22% of children spent more than five hours a day on screens, except the online classes
About 60% of parents say that during the pandemic, children spent 50% more time on screens, and 28% said that children spent 10-50% more time on screens during the same period. On the other hand, 13% of employees said that children spent as much time as before on tablets and phones during the pandemic because they had a strict schedule of access to such devices.
Thus, 42% of children spent between 2-5 hours a day on screens, except the online classes. In addition, 36% of kids spent maximum two hours on screens and 22% spent more than five hours a day on tablets and phones, outside online school hours.
“Screen exposure affects sleep quality, desensitizes the brain’s reward system (which makes children no longer attracted to environmental activities), overstimulates the sensory system, prevents voluntary attention and reduces the child’s physical activity and contact with nature. Children have difficulty being aware of what is happening here and now. Research shows that time spent in nature can improve attention, reduce stress and anxiety. Also, certain parts of the brain may develop more slowly. Language can be significantly affected: the ability to write, read, and understand language decreases. There are delays in the development of socio-emotional skills. The ability to trade socially, ambition, concentration, and tolerance for frustration results from face-to-face interaction”, explains the psychotherapist Geta Udrea.
Online games – the primary way to spend free time for 28% of children
Children spent their spare time during the pandemic by playing online games (28% of parents’ answers), through various hobbies (18%), reading books (15.6%), hiking (13.2%) ), through video meetings with friends/colleagues (12%) and extra school online courses (12%).
About 28% of parents will send their children in a camp during the summer holiday to compensate for the lack of socialization in the last year.
Tips from psychologist Geta Udrea for parents:
- Encourage children to socialize: spend time with friends, colleagues, go out in the park.

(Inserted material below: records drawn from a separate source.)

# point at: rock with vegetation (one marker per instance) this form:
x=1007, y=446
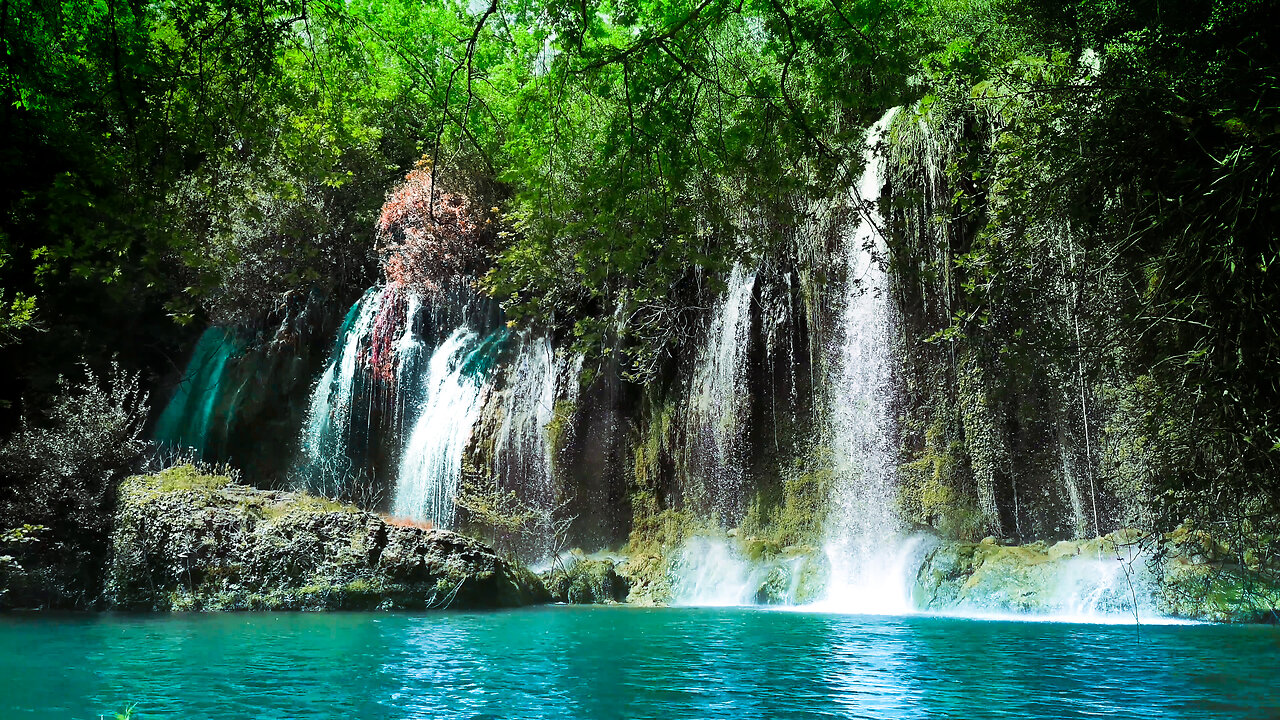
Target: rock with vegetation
x=1182, y=574
x=588, y=580
x=190, y=541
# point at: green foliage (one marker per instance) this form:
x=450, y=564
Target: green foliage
x=796, y=511
x=59, y=470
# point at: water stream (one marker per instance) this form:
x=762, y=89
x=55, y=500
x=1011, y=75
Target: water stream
x=718, y=404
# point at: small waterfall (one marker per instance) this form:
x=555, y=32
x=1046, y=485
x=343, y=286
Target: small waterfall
x=718, y=401
x=187, y=420
x=709, y=572
x=453, y=391
x=522, y=452
x=867, y=575
x=325, y=438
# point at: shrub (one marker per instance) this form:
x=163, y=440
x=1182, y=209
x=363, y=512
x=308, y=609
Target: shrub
x=60, y=470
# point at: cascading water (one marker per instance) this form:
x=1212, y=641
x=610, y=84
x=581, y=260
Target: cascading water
x=867, y=574
x=327, y=431
x=453, y=391
x=718, y=402
x=522, y=452
x=187, y=419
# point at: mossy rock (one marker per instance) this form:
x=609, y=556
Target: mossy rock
x=184, y=541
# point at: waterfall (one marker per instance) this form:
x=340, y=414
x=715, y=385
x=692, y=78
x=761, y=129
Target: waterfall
x=188, y=417
x=718, y=401
x=522, y=452
x=327, y=432
x=453, y=391
x=711, y=572
x=867, y=574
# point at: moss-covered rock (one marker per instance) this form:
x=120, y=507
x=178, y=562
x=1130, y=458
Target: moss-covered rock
x=588, y=580
x=1183, y=574
x=187, y=541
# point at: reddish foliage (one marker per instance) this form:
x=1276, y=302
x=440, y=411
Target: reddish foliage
x=388, y=324
x=408, y=523
x=430, y=238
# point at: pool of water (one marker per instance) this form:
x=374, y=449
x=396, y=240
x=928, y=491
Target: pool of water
x=627, y=662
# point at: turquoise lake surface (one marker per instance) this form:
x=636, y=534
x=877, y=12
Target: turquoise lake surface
x=627, y=662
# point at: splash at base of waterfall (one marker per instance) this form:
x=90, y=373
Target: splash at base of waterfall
x=872, y=580
x=1069, y=582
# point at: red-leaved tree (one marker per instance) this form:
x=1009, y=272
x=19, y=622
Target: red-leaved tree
x=430, y=238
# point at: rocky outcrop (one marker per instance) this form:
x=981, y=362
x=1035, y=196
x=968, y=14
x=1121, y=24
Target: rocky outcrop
x=187, y=541
x=588, y=580
x=1176, y=575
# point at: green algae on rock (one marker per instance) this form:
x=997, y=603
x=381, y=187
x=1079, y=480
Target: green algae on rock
x=188, y=541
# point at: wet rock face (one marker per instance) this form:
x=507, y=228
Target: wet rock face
x=186, y=541
x=1107, y=575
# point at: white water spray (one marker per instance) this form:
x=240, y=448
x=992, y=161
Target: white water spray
x=718, y=401
x=432, y=464
x=869, y=563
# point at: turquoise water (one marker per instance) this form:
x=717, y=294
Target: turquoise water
x=629, y=662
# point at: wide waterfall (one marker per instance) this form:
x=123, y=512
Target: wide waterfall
x=718, y=402
x=863, y=524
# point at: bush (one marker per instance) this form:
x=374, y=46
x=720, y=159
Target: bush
x=60, y=470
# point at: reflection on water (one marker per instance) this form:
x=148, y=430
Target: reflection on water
x=627, y=662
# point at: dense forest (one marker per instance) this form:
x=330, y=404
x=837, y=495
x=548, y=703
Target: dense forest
x=1078, y=206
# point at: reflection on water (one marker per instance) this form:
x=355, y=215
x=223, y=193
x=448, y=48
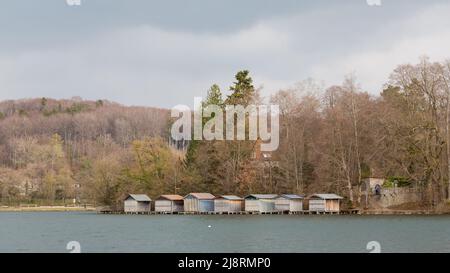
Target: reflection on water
x=50, y=232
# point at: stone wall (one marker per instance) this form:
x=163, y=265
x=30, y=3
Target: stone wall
x=393, y=197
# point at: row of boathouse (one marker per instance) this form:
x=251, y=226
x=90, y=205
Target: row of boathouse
x=206, y=203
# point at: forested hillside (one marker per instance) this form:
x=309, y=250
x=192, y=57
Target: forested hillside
x=54, y=150
x=331, y=138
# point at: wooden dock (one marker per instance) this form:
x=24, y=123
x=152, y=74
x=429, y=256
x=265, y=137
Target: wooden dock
x=233, y=213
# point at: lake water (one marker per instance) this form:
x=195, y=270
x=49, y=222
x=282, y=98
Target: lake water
x=51, y=231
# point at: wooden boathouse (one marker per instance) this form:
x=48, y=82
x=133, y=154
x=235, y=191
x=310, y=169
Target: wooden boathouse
x=228, y=204
x=199, y=202
x=291, y=203
x=170, y=203
x=137, y=203
x=261, y=203
x=324, y=202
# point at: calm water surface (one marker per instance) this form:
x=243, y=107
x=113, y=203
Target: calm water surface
x=51, y=231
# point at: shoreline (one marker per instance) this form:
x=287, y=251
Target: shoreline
x=47, y=209
x=94, y=209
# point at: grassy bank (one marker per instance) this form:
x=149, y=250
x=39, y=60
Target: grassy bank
x=44, y=208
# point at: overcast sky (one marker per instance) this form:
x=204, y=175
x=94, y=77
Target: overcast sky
x=163, y=53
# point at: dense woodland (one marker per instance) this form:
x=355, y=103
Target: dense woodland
x=57, y=151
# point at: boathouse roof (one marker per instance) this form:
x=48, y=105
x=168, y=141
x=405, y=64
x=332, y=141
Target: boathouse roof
x=292, y=196
x=230, y=197
x=326, y=196
x=201, y=195
x=171, y=197
x=262, y=196
x=139, y=197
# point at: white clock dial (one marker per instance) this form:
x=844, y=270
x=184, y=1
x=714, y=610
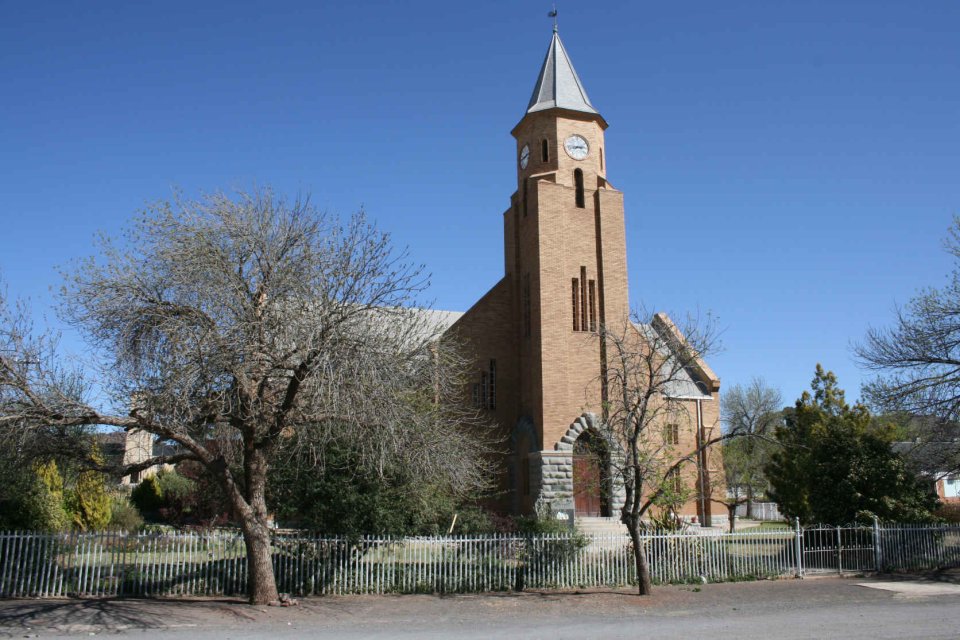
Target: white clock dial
x=576, y=147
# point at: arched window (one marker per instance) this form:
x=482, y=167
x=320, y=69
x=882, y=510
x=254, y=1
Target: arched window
x=578, y=182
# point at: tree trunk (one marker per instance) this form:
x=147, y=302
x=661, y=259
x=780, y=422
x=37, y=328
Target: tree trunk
x=261, y=582
x=262, y=585
x=644, y=586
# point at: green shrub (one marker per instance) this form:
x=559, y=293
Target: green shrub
x=148, y=496
x=124, y=515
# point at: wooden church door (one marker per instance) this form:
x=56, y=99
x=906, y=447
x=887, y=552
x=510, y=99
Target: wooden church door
x=587, y=476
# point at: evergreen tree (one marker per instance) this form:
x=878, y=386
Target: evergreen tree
x=833, y=468
x=89, y=501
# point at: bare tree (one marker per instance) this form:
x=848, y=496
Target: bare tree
x=235, y=325
x=656, y=379
x=751, y=410
x=917, y=359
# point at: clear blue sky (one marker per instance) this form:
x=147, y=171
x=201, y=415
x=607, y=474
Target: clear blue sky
x=790, y=166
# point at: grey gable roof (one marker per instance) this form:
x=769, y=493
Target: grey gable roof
x=558, y=84
x=683, y=385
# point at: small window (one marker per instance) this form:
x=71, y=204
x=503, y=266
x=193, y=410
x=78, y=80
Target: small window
x=578, y=182
x=525, y=475
x=575, y=301
x=592, y=292
x=477, y=402
x=583, y=299
x=526, y=305
x=492, y=397
x=484, y=389
x=673, y=481
x=671, y=434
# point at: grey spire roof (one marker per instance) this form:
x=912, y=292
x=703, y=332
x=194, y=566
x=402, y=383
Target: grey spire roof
x=558, y=84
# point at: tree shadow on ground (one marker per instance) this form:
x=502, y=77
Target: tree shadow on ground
x=111, y=614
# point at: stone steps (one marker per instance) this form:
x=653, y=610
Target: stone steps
x=589, y=525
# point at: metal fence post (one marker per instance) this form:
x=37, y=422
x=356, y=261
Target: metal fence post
x=877, y=549
x=798, y=544
x=839, y=552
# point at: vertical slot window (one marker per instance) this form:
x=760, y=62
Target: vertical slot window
x=492, y=398
x=578, y=183
x=592, y=292
x=526, y=305
x=574, y=300
x=583, y=299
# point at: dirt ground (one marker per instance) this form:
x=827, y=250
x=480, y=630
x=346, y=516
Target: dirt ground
x=760, y=607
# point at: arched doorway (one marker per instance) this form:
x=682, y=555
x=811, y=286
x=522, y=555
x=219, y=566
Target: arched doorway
x=590, y=475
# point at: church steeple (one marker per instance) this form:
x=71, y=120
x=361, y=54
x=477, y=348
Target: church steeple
x=558, y=85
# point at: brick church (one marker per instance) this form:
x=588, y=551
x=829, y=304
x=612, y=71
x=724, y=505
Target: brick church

- To encourage children to do extracurricular activities: to help them develop their hobbies (dance, theater, painting), to do sports activities. Children need organization. That is why they need to have a schedule of the day that they know – this makes them feel safe.
- To spend quality time together: playing board games, organizing a movie night, a dance night.
- Be an example of following the rules of the house: limiting your time spent on technology (do not use technology at meals, at least one hour before going to bed)
- To develop their independence and belonging by giving them daily tasks, administrative tasks in the house.
- Have healthy habits/rules and be a role model for the child: having family meals, reading time, playtime, talking time, cooking together.
- Have open conversations about the benefits and effects of screen-time.
- To create a space where the child feels safe – a space where the child can talk openly about what he feels, about his perspective, to feel that he can live his emotions. It is crucial to let the children feel what they feel, encourage them to feel and show them that it is OK to feel that emotions are normal.
- Involve children in decision-making. It is essential to listen and encourage them, to let them come up with ideas. Very often, the ideas can be excellent
- Parents should be in touch with children, with their behavior and needs, to be authentic and to set limits.